Aku melangkah perlahan karena beban perutku tak mungkin bisa diajak berjalan tergesa-gesa. Satpam yang berdiri di samping pintu gerbang menyapaku ramah.
"Ada yang bisa dibantu, Bu?"
"Saya mau menemui guru BK dan Wali kelas XI Adm 16," jawabku langsung menuju inti. Satpam tersebut terlihat bingung. Mungkin kedatanganku terlihat aneh. Di saat yang sama, handphone-ku berdering.
"Apakah Ibu sudah membuat janji dengan beliau-beliau?" Tanya Satpam.
"Belum, Pak,"
"Ibu wali murid?"
"Bukan, tapi saya ada urusan dengan salah satu murid di sini," jawabku lagi. Satpam terlihat sedikit terkejut.
Handphone-ku berdering lagi. Tiara menelpon. Aku mematikan teleponnya dan mengirimkan pesan bahwa aku sudah sampai di sekolah tujuanku.
"Oh, kalau begitu mari saya antar, Bu,"
Ia membukakan pintu gerbang dan memanduku menuju ruang BK. Ia juga menyampaikan maksudku secara singkat kepada guru BK tersebut. Guru BK menyilakan aku untuk duduk.
"Mari, Bu. Ada yang bisa saya bantu?"
"Selamat pagi, Bu. Saya Fatma, terimakasih Ibu sudah meluangkan waktu untuk saya. Sebelumnya perkenankan dulu bahwa saya ada sedikit urusan dengan salah satu murid sekolah ini, atas nama Falencia Nikita," ucapku dengan nada yang sudah kubuat setenang mungkin. Perempuan setengah baya di depanku terlonjak.
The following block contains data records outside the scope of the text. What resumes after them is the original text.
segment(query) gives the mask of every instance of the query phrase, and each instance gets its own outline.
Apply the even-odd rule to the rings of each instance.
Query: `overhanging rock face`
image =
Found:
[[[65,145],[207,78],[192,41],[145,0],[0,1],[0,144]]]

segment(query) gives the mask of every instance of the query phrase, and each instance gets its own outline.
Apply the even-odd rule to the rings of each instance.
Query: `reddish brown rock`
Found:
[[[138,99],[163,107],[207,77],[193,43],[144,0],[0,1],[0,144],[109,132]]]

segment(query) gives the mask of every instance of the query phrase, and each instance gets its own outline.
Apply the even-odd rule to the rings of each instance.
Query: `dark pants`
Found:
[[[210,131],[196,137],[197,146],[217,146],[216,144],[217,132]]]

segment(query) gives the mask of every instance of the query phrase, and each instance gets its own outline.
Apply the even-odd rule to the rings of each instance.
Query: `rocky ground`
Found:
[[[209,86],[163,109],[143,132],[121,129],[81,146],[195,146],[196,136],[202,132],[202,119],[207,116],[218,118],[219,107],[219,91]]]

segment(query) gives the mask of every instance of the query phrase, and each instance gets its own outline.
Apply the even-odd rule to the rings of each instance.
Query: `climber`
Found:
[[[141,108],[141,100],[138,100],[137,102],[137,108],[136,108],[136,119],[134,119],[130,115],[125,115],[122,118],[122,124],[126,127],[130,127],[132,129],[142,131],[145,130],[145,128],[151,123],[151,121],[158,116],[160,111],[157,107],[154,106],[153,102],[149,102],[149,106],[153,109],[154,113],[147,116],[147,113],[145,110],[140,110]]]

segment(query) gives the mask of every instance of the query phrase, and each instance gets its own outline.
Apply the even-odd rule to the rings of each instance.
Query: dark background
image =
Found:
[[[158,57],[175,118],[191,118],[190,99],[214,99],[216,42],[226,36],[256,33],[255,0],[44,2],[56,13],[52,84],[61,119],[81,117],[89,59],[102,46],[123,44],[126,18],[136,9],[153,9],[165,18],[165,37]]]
"Ada apa lagi dengan dia?" Ucapnya dengan suara agak lantang.
Secara tidak langsung aku menggarisbawahi kata 'ada apa lagi'.
"Mohon maaf, Bu. Sebenarnya ini tidak ada hubungannya sama sekolah ini, tetapi saya mohon bantuannya karena Falencia Nikita sudah mengusik hati saya dengan menggoda suami saya," ucapku.
"HAH APA?" Wanita di depanku semakin terlonjak.
"Bagaimana bisa, Bu?"
"Suami saya seorang pengusaha dan beliau jarang di rumah. Saya tidak tahu apa yang terjadi di luar sana. Tapi suatu hari saya mengecek handphone suami saya dan menemukan bukti chat yang intinya ada hubungan gelap antara suami saya dengan salah satu murid sini. Saya juga sudah melakukan komunikasi dengan kedua belah pihak dan Falencia Nikita mengakui perbuatan tersebut. Ini bukti chatnya, Bu," paparku panjang lebar. Aku menyodorkan kertas hasil export chat yang sudah diprint.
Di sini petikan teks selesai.